Nach einem Long Island Iced Tea und
diversen Costa Seas (bevor es nichts mehr gibt lieber schnell noch
eine Ladung bestellen, ist ja fix weg das Zeug^^) begab ich mich dann
doch irgendwann in unsere Kabine.
Für Jens wurde es in seiner Kabine
1085 auf Deck 10 eine eher unruhige Nacht, da die See wohl etwas
bewegter war, davon war unten in unserem Loch allerdings rein gar
nichts zu spüren und ich schlief tief und fest bis mich mein Wecker
am Morgen unsanft aus meinen Träumen riss.
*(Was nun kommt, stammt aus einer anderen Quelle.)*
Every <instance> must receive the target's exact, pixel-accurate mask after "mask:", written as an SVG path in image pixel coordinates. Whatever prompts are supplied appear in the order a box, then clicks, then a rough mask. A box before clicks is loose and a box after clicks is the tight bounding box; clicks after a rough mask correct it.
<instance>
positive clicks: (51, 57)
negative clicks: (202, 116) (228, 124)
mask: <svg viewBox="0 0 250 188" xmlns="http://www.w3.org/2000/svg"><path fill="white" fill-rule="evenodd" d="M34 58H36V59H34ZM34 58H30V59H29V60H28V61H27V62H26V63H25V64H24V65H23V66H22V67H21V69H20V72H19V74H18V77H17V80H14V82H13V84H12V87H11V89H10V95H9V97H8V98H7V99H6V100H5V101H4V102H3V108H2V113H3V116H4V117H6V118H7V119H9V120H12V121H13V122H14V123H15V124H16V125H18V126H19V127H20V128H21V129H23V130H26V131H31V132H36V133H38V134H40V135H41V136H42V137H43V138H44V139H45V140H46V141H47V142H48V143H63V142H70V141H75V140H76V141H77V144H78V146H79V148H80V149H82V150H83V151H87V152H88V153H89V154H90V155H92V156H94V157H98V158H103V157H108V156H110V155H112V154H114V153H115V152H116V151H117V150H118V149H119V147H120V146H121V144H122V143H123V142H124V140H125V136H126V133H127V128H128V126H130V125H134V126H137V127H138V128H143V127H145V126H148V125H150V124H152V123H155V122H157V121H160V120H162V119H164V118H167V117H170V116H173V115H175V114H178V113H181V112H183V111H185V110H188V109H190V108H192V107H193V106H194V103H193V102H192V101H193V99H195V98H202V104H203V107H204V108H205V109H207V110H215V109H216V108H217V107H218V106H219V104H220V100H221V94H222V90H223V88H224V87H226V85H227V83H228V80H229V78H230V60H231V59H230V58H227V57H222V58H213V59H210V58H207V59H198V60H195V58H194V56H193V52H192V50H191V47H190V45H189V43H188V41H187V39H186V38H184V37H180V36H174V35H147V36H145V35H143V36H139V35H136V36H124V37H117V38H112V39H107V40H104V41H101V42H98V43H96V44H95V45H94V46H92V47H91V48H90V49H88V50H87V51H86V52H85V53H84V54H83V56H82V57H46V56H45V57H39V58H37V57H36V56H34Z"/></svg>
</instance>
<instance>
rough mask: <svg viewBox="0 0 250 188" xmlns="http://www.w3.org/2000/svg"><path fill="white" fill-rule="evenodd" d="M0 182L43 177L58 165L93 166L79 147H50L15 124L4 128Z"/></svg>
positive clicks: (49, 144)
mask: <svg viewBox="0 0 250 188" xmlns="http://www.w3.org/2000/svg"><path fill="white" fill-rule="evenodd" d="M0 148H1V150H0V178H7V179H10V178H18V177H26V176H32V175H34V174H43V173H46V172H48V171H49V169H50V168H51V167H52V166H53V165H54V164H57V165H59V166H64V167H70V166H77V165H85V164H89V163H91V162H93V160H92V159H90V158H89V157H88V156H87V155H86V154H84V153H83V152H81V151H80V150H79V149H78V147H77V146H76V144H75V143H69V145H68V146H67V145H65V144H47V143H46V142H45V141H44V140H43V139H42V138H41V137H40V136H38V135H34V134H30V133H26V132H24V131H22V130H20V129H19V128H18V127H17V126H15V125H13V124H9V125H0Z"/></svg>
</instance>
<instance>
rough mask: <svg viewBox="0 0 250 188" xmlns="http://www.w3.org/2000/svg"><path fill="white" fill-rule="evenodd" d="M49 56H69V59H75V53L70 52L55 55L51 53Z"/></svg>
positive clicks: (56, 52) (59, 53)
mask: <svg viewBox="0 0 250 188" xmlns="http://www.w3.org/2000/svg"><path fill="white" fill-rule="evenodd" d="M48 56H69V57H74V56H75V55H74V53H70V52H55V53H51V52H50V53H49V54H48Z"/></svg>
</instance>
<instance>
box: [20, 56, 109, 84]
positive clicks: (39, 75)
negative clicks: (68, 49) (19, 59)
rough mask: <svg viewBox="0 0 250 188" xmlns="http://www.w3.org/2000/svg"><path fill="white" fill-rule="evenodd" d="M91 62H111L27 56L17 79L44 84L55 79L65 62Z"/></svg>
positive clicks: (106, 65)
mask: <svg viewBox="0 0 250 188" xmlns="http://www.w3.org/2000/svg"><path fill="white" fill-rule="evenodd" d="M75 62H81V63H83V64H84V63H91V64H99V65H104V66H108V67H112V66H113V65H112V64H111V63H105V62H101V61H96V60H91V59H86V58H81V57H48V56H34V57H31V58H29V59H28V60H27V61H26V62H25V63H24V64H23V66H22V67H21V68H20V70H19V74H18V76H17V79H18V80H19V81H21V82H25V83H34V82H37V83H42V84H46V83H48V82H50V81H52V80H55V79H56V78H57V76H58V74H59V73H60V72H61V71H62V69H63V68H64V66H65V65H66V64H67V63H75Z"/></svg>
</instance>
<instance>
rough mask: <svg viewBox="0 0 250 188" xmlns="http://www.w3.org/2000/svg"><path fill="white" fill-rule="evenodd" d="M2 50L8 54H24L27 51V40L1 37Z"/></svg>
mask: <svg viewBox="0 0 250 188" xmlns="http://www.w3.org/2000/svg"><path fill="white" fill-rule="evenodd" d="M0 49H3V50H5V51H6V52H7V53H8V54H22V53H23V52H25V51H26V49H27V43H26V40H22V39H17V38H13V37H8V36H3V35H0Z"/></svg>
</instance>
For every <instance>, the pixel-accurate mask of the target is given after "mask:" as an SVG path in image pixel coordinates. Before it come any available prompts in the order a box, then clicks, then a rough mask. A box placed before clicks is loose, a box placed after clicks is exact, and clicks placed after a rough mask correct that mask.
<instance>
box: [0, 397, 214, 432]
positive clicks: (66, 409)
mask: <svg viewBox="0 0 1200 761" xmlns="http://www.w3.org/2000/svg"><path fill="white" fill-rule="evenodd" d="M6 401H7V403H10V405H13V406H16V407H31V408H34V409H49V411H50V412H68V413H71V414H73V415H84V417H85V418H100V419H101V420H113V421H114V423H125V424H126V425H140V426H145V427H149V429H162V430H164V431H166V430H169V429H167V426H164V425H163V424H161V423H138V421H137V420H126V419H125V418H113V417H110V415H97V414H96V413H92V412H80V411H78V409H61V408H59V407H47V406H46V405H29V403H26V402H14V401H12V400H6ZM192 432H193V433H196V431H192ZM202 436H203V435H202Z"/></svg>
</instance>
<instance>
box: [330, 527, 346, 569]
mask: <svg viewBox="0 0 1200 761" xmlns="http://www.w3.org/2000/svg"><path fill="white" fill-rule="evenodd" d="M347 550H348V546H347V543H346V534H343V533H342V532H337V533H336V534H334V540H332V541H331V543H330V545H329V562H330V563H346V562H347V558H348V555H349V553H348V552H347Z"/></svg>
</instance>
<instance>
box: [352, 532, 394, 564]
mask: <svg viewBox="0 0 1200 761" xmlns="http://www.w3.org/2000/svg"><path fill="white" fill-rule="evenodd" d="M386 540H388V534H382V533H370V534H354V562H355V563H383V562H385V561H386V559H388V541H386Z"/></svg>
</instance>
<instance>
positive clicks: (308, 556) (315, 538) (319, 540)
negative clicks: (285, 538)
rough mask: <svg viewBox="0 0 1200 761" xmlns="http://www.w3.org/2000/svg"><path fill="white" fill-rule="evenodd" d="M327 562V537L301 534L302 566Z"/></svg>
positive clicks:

Feststellung des Tages: Kondom
abziehen, sonst kann man saugen wie man will und es kommt nichts
raus!
(0)
20.12. 2012 – Marseille
Gegen 8 Uhr erreichten wir an diesem
Morgen Marseille, die zweitgrößte Stadt Frankreichs, am Golfe du
Lion.
Nach einem kleinen Frühstück im
Buffetrestaurant auf Deck 9 inspizierten wir von Deck 10 aus erst
einmal den anscheinend riesigen Hafen und entdeckten die Costa
Deliziosa in einiger Entfernung von uns liegen. Wir hatten
beschlossen, dass die gesamte Familie gemeinsam mit dem Shuttelbus in
die Stadt fahren würde und gegen 11 Uhr gingen wir dann auch von
Bord. (Die Vordrängler am Shuttlebus hatten übrigens keine Chance
und wurden von der netten Costa-Mitarbeiterin in ihre Schranken
verwiesen^^)
Vom alten Hafen aus schlenderten wir
plan- und ziellos durch die Stadt. Mein persönliches Interesse an
Marseille war bereits bei der Buchung unserer Kreuzfahrt sehr gering
gewesen und daran konnte auch unser kleiner Stadtbummel nichts
ändern. Gut, das Wetter war nicht das beste, aber selbst strahlender
Sonnenschein hätte wohl letztendlich nichts an meiner Meinung
geändert: Marseille muss man nicht unbedingt gesehen haben. Was ist
mir nun im Gedächtnis geblieben? Die Gebäude waren teilweise sehr
schön, an allen Ecken wurde gebaut oder renoviert und die Auswahl an
Geschäften entspricht dem Angebot in jeder beliebigen deutschen
Großstadt (mit Ausnahme der Knarren^^). Überall stehen Autos und
Roller, Mopeds oder Motorräder, die teilweise sehr abenteuerlich
gegen Diebstahl gesichert sind. Und es regiert der Dreck und Müll.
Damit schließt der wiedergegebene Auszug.